Embarazo múltiple: todo lo que necesitas saber

¿Qué es el embarazo múltiple o gemelar?

Tener dos bebés o más al mismo tiempo es el sueño de muchos padres. Gracias a las técnicas de fertilización in vitro, la posibilidad de tener un embarazo múltiple ha aumentado. A través de la transferencia de más de un embrión en el útero se aumenta la posibilidad de generar gemelos.

En el proceso de subrogación es bastante común que se gesten gemelos. En general, esto sucede porque las parejas que pasan por el proceso desean tener hijos a partir de los gametos de cada uno de los padres, combinados con óvulos de donadoras. Sin embargo, aunque sea común, el embarazo múltiple presenta algunos riesgos mayores comparado con un embarazo único. Por eso, en los últimos años, las grandes clínicas de reproducción asistida de renombre ofrecen una asesoría mayor a los futuros padres en cuanto a la decisión de transferir más de un embrión en un intento de embarazo.

Para los futuros padres que están en el proceso de subrogación, se recomienda que consideren los riesgos que conlleva el embarazo gemelar, pues pueden culminar en gastos extra al proceso. Por ejemplo, gastos hospitalarios, unidad de terapia intensiva neonatal, y aumento de tiempo de estadía en el país donde se realiza el proceso de subrogación después del nacimiento, entre otros.
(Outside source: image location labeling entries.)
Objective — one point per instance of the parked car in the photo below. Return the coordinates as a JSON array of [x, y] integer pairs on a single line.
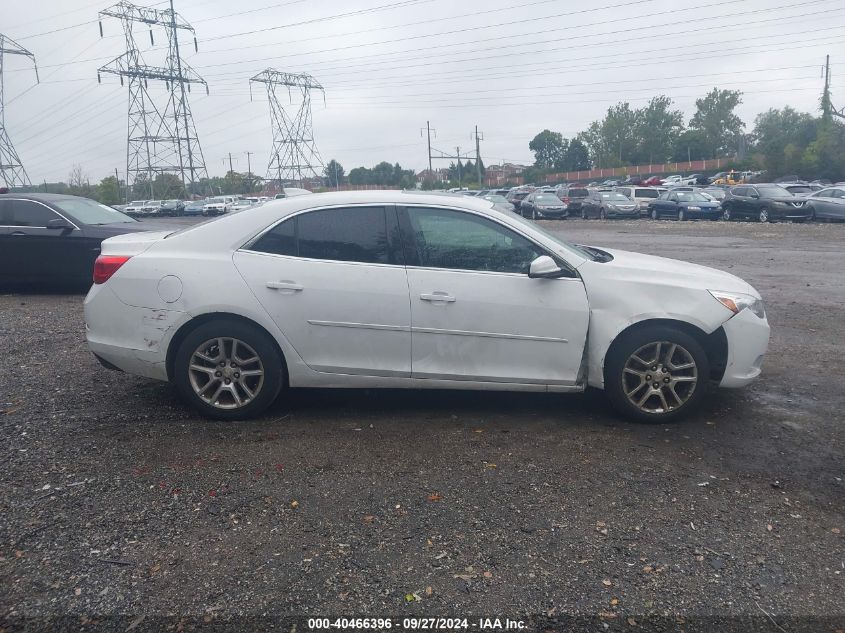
[[172, 207], [500, 202], [539, 205], [134, 207], [641, 195], [764, 203], [218, 205], [827, 204], [608, 205], [798, 189], [54, 239], [516, 196], [194, 207], [572, 196], [150, 208], [491, 300], [684, 205]]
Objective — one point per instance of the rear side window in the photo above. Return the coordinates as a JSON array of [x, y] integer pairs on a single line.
[[353, 234], [25, 213]]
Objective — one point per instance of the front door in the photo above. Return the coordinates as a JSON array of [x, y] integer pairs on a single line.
[[333, 281], [475, 313]]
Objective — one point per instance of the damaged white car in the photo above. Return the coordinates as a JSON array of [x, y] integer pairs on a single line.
[[391, 289]]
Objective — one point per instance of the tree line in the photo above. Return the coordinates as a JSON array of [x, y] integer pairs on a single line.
[[782, 141]]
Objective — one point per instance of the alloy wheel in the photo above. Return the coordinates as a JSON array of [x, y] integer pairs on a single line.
[[659, 377], [226, 373]]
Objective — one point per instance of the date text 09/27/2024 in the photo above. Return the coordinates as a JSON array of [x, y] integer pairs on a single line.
[[416, 624]]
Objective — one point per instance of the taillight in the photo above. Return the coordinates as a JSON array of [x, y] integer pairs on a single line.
[[106, 265]]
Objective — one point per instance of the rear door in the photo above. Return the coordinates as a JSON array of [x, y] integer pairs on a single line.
[[475, 313], [333, 280]]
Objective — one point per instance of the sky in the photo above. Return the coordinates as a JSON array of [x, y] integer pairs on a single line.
[[510, 67]]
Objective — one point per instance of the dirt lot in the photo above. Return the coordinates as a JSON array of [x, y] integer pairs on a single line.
[[117, 500]]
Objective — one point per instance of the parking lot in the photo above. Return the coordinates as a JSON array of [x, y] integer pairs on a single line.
[[117, 499]]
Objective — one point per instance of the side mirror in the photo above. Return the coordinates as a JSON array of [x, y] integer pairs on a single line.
[[544, 267], [59, 224]]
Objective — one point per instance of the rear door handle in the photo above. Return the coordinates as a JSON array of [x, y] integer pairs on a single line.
[[437, 297], [290, 286]]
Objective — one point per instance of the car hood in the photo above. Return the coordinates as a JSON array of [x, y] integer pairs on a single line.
[[637, 266]]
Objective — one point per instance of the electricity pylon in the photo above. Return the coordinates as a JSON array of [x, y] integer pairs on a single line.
[[12, 173], [294, 158], [162, 137]]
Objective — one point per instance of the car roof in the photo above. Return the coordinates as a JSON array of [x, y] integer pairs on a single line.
[[43, 197]]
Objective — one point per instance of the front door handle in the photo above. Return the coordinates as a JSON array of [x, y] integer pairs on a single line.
[[437, 297], [290, 286]]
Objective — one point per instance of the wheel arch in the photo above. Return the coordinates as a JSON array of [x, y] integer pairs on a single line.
[[189, 326], [714, 344]]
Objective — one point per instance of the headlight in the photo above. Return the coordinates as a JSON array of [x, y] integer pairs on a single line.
[[736, 302]]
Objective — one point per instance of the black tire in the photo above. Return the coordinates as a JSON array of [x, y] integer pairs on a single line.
[[628, 344], [263, 346]]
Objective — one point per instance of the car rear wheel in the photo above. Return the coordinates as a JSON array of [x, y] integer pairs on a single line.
[[656, 374], [228, 370]]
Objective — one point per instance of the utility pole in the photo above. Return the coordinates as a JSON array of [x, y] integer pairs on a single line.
[[161, 137], [12, 173], [478, 156], [428, 132], [294, 157]]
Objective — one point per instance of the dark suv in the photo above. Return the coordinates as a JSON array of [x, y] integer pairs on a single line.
[[572, 196], [764, 203]]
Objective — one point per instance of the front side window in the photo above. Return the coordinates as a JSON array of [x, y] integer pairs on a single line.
[[354, 234], [444, 238]]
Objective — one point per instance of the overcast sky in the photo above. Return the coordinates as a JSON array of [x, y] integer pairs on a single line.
[[512, 67]]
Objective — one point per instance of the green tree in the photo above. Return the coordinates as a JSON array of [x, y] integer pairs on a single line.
[[657, 128], [781, 137], [333, 173], [108, 191], [549, 149], [716, 119]]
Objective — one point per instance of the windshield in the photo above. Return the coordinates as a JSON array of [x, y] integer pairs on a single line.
[[613, 196], [646, 193], [689, 196], [773, 192], [87, 211]]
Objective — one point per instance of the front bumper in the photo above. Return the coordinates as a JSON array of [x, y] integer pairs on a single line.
[[748, 340]]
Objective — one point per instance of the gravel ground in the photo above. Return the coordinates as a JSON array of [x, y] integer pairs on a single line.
[[116, 500]]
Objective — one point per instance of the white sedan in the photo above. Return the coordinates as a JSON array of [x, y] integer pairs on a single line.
[[393, 289]]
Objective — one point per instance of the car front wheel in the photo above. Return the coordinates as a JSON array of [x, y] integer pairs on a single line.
[[656, 374], [228, 370]]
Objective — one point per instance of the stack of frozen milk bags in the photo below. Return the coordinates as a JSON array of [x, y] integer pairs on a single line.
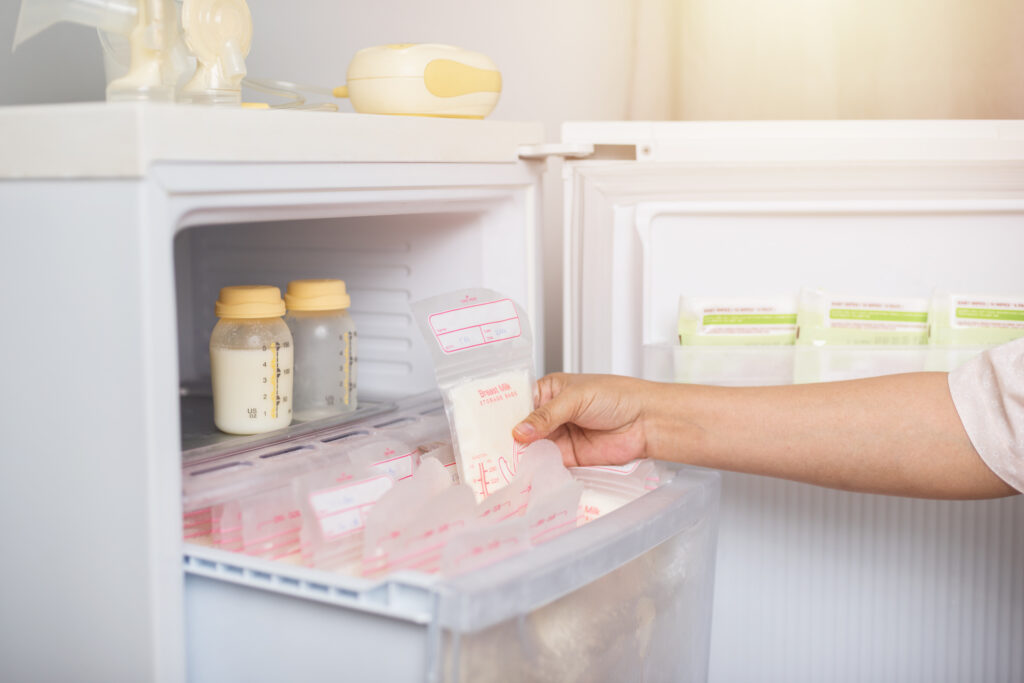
[[421, 487]]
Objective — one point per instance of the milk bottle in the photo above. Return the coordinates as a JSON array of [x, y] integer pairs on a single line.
[[325, 347], [251, 361]]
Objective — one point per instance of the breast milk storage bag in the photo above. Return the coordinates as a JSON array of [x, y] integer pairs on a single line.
[[483, 358]]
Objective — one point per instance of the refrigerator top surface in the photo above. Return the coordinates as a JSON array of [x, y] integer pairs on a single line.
[[122, 140], [847, 140]]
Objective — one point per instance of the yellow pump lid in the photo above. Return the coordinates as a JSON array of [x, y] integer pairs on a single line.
[[250, 301], [316, 295]]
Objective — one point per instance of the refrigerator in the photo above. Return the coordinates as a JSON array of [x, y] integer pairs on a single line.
[[123, 221]]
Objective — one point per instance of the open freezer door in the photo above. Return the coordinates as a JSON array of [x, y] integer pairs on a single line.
[[811, 584]]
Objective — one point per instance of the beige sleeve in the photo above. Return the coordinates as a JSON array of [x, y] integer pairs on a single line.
[[988, 392]]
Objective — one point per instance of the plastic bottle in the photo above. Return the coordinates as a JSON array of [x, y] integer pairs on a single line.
[[325, 347], [251, 361]]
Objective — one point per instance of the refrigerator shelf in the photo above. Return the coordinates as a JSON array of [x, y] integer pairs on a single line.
[[202, 440], [768, 366]]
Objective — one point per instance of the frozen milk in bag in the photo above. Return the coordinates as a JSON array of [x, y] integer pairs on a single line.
[[483, 358]]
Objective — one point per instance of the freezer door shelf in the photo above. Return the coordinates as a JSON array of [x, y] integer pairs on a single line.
[[626, 597], [770, 366]]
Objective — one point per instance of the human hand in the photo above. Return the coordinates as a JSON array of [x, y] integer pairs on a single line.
[[593, 419]]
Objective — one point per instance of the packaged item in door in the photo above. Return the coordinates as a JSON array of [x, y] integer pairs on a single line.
[[251, 361], [483, 358], [828, 318], [731, 322], [975, 319]]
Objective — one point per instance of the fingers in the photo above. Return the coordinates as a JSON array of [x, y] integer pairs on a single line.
[[561, 408]]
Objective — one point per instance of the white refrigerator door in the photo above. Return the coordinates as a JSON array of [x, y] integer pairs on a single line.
[[812, 585]]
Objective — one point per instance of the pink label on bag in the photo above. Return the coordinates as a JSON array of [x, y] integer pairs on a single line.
[[475, 325], [343, 509], [398, 467], [628, 468]]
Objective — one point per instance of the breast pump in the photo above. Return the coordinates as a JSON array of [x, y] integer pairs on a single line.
[[193, 50]]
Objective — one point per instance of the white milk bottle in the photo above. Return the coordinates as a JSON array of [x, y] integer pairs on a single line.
[[325, 347], [251, 361]]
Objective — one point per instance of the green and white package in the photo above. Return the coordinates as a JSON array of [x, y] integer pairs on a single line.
[[730, 322], [828, 318], [973, 319]]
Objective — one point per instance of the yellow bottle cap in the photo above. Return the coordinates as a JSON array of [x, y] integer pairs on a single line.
[[250, 301], [316, 295]]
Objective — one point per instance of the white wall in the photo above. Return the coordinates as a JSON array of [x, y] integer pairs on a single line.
[[560, 59]]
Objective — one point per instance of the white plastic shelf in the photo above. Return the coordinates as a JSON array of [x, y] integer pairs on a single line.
[[768, 366]]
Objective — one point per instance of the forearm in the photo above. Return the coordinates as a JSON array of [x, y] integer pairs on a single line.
[[898, 434]]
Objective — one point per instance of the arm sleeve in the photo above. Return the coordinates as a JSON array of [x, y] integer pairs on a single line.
[[988, 392]]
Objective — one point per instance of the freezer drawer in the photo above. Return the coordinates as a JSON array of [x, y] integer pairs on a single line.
[[624, 598]]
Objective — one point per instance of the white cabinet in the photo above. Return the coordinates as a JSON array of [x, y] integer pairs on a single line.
[[811, 585]]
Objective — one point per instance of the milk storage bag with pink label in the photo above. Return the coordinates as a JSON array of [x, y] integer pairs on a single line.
[[483, 358]]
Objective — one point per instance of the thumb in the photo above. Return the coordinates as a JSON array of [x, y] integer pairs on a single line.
[[547, 418]]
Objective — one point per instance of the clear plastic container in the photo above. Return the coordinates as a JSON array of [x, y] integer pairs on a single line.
[[325, 347], [251, 361]]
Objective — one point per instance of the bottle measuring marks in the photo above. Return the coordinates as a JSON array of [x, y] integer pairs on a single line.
[[252, 361], [325, 341], [251, 399]]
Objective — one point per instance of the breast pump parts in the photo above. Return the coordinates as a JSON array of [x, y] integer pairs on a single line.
[[164, 43], [422, 80]]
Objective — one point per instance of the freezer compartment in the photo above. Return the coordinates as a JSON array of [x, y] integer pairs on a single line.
[[770, 366], [624, 598], [388, 256]]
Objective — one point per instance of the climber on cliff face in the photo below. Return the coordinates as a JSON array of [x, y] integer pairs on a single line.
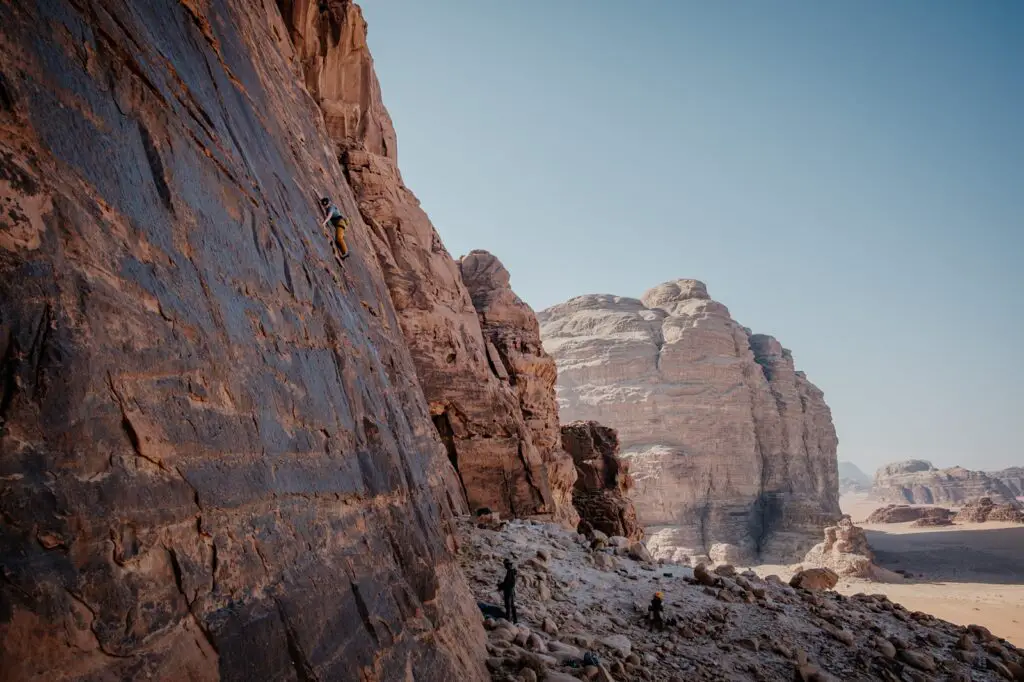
[[507, 587], [339, 222], [656, 611]]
Actualmente, en nuestro proceso de subrogación, a pesar de que existe la posibilidad de un embarazo gemelar, solo está permitido hacer una transferencia de hasta dos embriones por cada intento de fertilización, siguiendo las instrucciones de los médicos especialistas responsables de los procesos. Y, si hay un nacimiento de gemelos, la madre gestante recibe una compensación extra.

Problemas comunes del embarazo gemelar

Los problemas que pueden surgir en un embarazo múltiple son causados por la sobrecarga del organismo de la mujer que está embarazada. Los más comunes son:

  • Aborto espontáneo: Las primeras 12 semanas son decisivas en cualquier embarazo. Sin embargo, en el caso de gemelos, existe la posibilidad de que la mujer pierda solo a uno de los bebés.
  • Presión alta: Por más que la madre gestante no tenga esta enfermedad, el problema se puede desarrollar durante el embarazo y desaparecer después del nacimiento.
  • Diabetes: Al igual que la presión alta, es un problema que comienza y termina con el embarazo. El control de la alimentación, ejercicio y, si es necesario, la insulina, pueden ayudar a controlar fácilmente el nivel de azúcar en la sangre.
  • Preeclampsia: Deriva de la presión alta. Este problema causa una disfunción en los vasos sanguíneos, lo que puede restringir el crecimiento de los bebés. Tiene como síntoma la presencia de proteína en la orina, lo que es fácilmente detectable a través de un examen de laboratorio.
  • Parto prematuro: Cerca del 50% de los embarazos gemelares terminan en parto antes de las 37 semanas de gestación. Sin embargo, la tasa de sobrevivencia de los bebés prematuros es igualmente alta.

Durante todo el proceso de subrogación es importante que los futuros padres busquen información y apoyo con sus médicos especialistas para definir el número de embriones deseados. Es una pequeña decisión, pero de gran importancia.